Oleh: Ma’ruf Zahran Sabran
Muhajirin jamak dari muhajir, artinya orang yang hijrah (pindah). Sketsa tentang muhajir selama ini dipahami bernuansa pindah secara fisik-materi. Dari wilayah ke wilayah, dari kawasan ke kawasan. Bagaimana tidak, hijrah (migrasi) demikian masih menyangkut makna hijrah lahiriah. Meski terkadang didesak hijrah lahiriah karena faktor ekonomi, pendidikan, kesehatan, politik, agama, kultur, dan sub sistem lainnya.
Beragama-pun mengisyaratkan suruh hijrah dari satu titik ke titik lain (sabbah, yusabbih). Lari atau berenang dengan meninggalkan ordinat lama menuju ordinat baru. Siklus yang terus berputar, demikian dinamika kehidupan. Tak pernah henti, kecuali mati. Mati adalah capaian tertinggi bagi para pencari Tuhan, dan menemukan.
Stagnansi pada kedurhakaan dan tidak ingin perpindahan, pergerakan, perubahan dari kedurhakaan tadi menciri sifat Iblis. Iblis sudah mempersekutukan Allah SWT. Dia mempersekutukan Allah SWT dengan cara menuhankan diri sendiri. Karena ke-mumpuni-an ilmu Iblis dan ibadah yang sudah dia kerjakan secara syariat dan secara hakikat.
Misal, migrasi klosal (eksodus) kaum Musa dari Mesir ke Palestina yang banyak diceritakan oleh Alkitab Perjanjian Lama dan Alquran adalah dalam kerangka menjaga iman. Fakta hijrah membawa Musa dan kaum-nya pada percaturan hidup baru. Ketika di Mesir, Musa menyeru Fir’aun untuk beriman. Ketika di Palestina (pascahijrah), Musa berulang kali mendakwahi kaum-nya untuk beriman dan istikamah. Ternyata, dakwah (seruan) agama kepada keluarga, kerabat, komunitas lebih sulit daripada berdakwah kepada Fir’aun dan kroni- kroninya. Berbukti saat kaum-nya meminta diperlihatkan Tuhan (Yahweh) secara wujud kenyataan yang bisa di-indera. Puncak kedurhakaan kaum Yahudi, lalu dahaga teologis mereka, disirami oleh Samiri dengan membuat patung anak sapi (‘ijil). Tertanam kecintaan kepada patung anak sapi (‘ijil), karena kedurhakaan (keingkaran) mereka kepada Ahad. Tradisi paganisme (penyembahan berhala) terus terjadi, (stop) sampai sekitar tahun 600 Masehi. Berkat mujahadah, mujtahadah, musyahadah Muhammad bin Abdullah Al-Adnani.

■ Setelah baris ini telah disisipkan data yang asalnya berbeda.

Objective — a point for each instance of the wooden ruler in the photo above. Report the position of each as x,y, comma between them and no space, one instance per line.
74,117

Musa dan kaum Musa, pasca-penyelamatan di laut Merah, justru Musa didebat kaum-nya, demikian pula Isa diangkat sebagai Tuhan. Ketika itu, Musa bertajalli (novelty) puncak menemukan Tuhan Ahad. Ahad yang tidak bisa dilihat, pahat, rasa dan raba. Tajalli Tuhan kepada Musa, membuat Musa tidak lagi bertanya kepada Tuhan. Sebab entitas absolut Tuhan sudah dikenal Musa. Puncak gunung Sinai hanya simbol. Namun, bukan Ahad.
Mati, pingsan, gila, lupa, adalah jalan menuju keabadian dan keputusan. Sebagai sudah Dia berkalam: “Dan orang-orang yang berhijrah di jalan Allah,
kemudian mereka terbunuh atau mati. Sungguh, Allah akan memberi kepada mereka rezeki yang baik. Dan Allah adalah pemberi rezeki yang baik.” (Alhaj:58). Penganugerahan besar lainnya adalah jannah (surgawi). Sebagai ganjaran untuk mereka yang berhijrah, ” … Pasti, Kami memasukkan mereka ke tempat masuk yang mereka sukai.” (Alhaj:59). Wallahua’lam.